Perhaps they’re not as good as we thought they were? Maybe, but Chicago wasn’t that long ago. We know only too well what this team is capable of. The problem has been consistency of performance. I think there is also a need to change some personnel. It sounds like sacrilege, but I think there are grounds for dropping CJ Stander. The Munster man is a superb workhorse and provides the sort of go forward ball that most teams yearn for. I can’t help but feel that he’s a bit too one dimensional at the highest level, though. Stander’s stats are off the chart, but sometimes mere figures don’t tell the whole story. Prior to yesterday’s game, the naturalised South African terrorised Six Nations defences with his peerless ability to break the gain line. Last night, every time he tried his usual trick, he got Sam Warburton. I’ve seen Stander hailed recently as a potential Test Lion. Munster’s favourite import is indeed a dependable and totemic player. In terms of international class, though, he’s not in Warburton’s league.
I’ve long been a fan of Peter O’Mahony. I think he’s a fine player. Technically brilliant, good at the breakdown and a consummate lineout operator to boot. The Cork man has had his injury problems, but he’s becoming impossible to ignore. Whether Stander or Heaslip is dropped to accommodate him is a debatable but secondary point. For me, O’Mahony has to start against England. Jared Payne will also come into contention and there’s no doubt that his reliability has been missed, especially in defence. The Henshaw-Ringrose partnership is worth sticking with, however, and Payne may have to settle for a bench spot. Iain Henderson will also come into the reckoning and there’s an argument for starting Cian Healy after a series of impressive cameos.

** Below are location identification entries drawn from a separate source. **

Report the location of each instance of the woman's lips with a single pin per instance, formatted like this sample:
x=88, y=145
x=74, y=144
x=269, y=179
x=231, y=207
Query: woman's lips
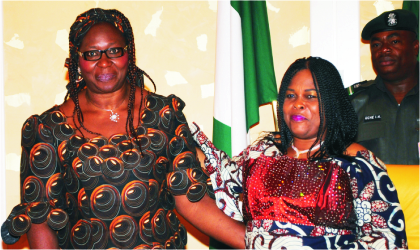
x=298, y=118
x=105, y=77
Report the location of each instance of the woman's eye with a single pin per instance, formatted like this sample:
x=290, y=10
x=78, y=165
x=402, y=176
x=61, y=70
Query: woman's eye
x=92, y=53
x=375, y=45
x=114, y=50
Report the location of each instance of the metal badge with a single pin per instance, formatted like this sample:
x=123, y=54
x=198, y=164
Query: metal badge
x=392, y=19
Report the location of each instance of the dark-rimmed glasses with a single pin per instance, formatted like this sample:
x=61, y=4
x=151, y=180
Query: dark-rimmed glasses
x=95, y=55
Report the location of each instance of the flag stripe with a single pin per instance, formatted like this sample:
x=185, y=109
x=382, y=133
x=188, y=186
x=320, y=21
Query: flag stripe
x=259, y=77
x=223, y=134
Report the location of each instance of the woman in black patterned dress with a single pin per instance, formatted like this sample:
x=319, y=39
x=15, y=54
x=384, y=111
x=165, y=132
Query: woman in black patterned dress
x=108, y=167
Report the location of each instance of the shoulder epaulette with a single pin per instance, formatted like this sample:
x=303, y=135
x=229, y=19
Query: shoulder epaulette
x=359, y=86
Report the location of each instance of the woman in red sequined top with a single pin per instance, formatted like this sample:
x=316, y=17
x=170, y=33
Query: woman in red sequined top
x=309, y=186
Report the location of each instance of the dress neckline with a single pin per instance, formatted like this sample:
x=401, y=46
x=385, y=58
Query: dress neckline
x=57, y=108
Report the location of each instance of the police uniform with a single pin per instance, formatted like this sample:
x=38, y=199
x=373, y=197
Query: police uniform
x=389, y=130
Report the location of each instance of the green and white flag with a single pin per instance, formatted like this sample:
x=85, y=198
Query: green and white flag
x=245, y=75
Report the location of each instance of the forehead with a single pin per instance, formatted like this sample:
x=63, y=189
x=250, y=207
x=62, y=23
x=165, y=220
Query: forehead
x=303, y=79
x=102, y=34
x=403, y=34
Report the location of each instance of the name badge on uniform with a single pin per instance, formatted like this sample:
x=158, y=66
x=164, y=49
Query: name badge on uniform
x=372, y=118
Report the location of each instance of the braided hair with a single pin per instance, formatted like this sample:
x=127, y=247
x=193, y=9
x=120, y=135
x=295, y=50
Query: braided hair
x=338, y=123
x=135, y=76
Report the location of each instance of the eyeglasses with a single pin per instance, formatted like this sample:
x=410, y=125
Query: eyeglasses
x=95, y=55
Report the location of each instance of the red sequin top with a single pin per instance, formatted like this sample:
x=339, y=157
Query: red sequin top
x=293, y=190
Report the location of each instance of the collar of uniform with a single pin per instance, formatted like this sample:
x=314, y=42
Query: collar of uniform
x=380, y=85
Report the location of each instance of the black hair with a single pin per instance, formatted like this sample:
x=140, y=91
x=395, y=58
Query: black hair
x=135, y=76
x=338, y=119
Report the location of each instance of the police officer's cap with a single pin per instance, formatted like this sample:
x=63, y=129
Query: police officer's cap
x=391, y=20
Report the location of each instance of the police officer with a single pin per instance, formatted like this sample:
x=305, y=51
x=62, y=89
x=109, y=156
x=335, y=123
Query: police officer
x=388, y=107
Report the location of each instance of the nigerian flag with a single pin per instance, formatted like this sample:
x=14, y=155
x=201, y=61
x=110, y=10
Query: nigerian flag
x=244, y=72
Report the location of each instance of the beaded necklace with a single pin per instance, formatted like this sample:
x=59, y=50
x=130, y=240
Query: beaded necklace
x=304, y=151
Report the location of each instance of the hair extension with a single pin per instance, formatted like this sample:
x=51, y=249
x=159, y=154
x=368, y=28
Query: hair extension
x=135, y=76
x=338, y=123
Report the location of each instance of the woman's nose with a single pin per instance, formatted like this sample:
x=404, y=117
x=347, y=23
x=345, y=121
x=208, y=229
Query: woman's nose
x=298, y=105
x=104, y=61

Selection aside, an international season that started so promisingly is ending with Ireland having an almighty point to prove. Having been slayed by the Dragon, Schmidt’s men will seek redemption next week against the old enemy. It’s a tough ask. It wasn’t meant to be this way. It’s great to see North resurrecting his Lions hopes, but you sense a few Irishmen are also fighting for selection (Rhys Webb’s performance last night highlighted that Conor Murray’s Lions Test berth is far from a formality). The English fixture may no longer be the grand finale we were hoping for, but it’s become a game Schmidt’s men, for a whole host of reasons, dare not lose.